Very impressive. They're telling you exactly what they want, and you know what your costs are for a 6" & 12" storm. The hard part is done. All you have to do now add in the profit you want.

Another great thing I noticed was the 0-3" trigger point. With a spec like that I suggest pre-plowing every storm. The great thing about pre-plowing is when done right you will need very little salt afterwards.


----------



## ponyboy (Dec 19, 2006)

My problem is that my equipment makes me a lot of money in other places I have. I have 0 trucks for plowing but I only own 2 machines I usually rent my friends to load salt at my shop and mine go out on job sites not necessary but makes life easier, I have no problem buying more machines, so then I guess what should a good profit margin be?

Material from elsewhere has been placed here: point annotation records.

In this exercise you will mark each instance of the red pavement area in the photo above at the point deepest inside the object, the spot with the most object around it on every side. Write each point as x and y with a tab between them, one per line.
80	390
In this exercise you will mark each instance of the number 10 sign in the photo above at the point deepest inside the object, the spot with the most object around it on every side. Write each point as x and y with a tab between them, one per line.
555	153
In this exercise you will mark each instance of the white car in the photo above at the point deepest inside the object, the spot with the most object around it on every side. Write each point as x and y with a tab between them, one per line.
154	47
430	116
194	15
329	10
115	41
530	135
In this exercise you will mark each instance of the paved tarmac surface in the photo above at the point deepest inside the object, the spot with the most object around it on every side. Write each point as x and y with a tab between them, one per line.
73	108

On my other sites most are not bid they go with me for service and I'm not cheap, my bids are what I call add ons meaning trucks are in area and no biggie if it takes another hour per truck to do I consider it profit because my route pay the bills with out the jobs I get from bidding. What is good about this is that the landscape maintenance contact was $65,000 this year and the guy is not doing a good job so f they are happy with snow I can match the price and have the grass, then board has the right to turn not a 3 year deal if I want. Me I would usually get 75% to 100% profit on my smilers jobs I donor see that working here, they say they want to be treated like they are#1 but hat are they willing to pay for? Give me sone typically profit margins


----------



## ponyboy (Dec 19, 2006)

What s pre plowing?


----------



## Mick76 (Aug 2, 2009)

TCLA meant pre salting.... we can't give you a profit margin... you know your costs which is a big step up from most posts on here... figure how much you need to make per machine/shoveler.... you already have your hours approximated...multiple the two and bingo you have your price......

PS if they've recieved bad service now they might be willing to pay you more for the "#1" .....just a fyi


----------



## ponyboy (Dec 19, 2006)

Well my bid went in today. 3 bidders total I was in middle only 300 off from low bid and 500 off from high bid, the winning bid will be chosen at the next hoa meeting in 10 days, the proprety manger is pushing for me because he knows my workers. I feel good my price was fair as well as the other bidders time will tell if I get the contractb


----------



## NickT (Feb 1, 2011)

Looks like your in a good place, right in the middle hope you get the job


----------



## ponyboy (Dec 19, 2006)

Wow just an update after all this time and rebid due to their stupid ness I found out Friday indid not get it the other guy lowered his prices to keep it. I'm glad he did in the time it tookto award plus the 2 meetings with the board members I picked up other work on my term not theirs even though smaller acou ts they are more money so I happy. I was sent letter by a board member saying thanks and sorry buthe feels I will be getting maintenance and plowing for next year I was out voted by one vote and 2 of the voters are stepping down this year. I'm fine with what happened I'm just shocked how long it took to award


----------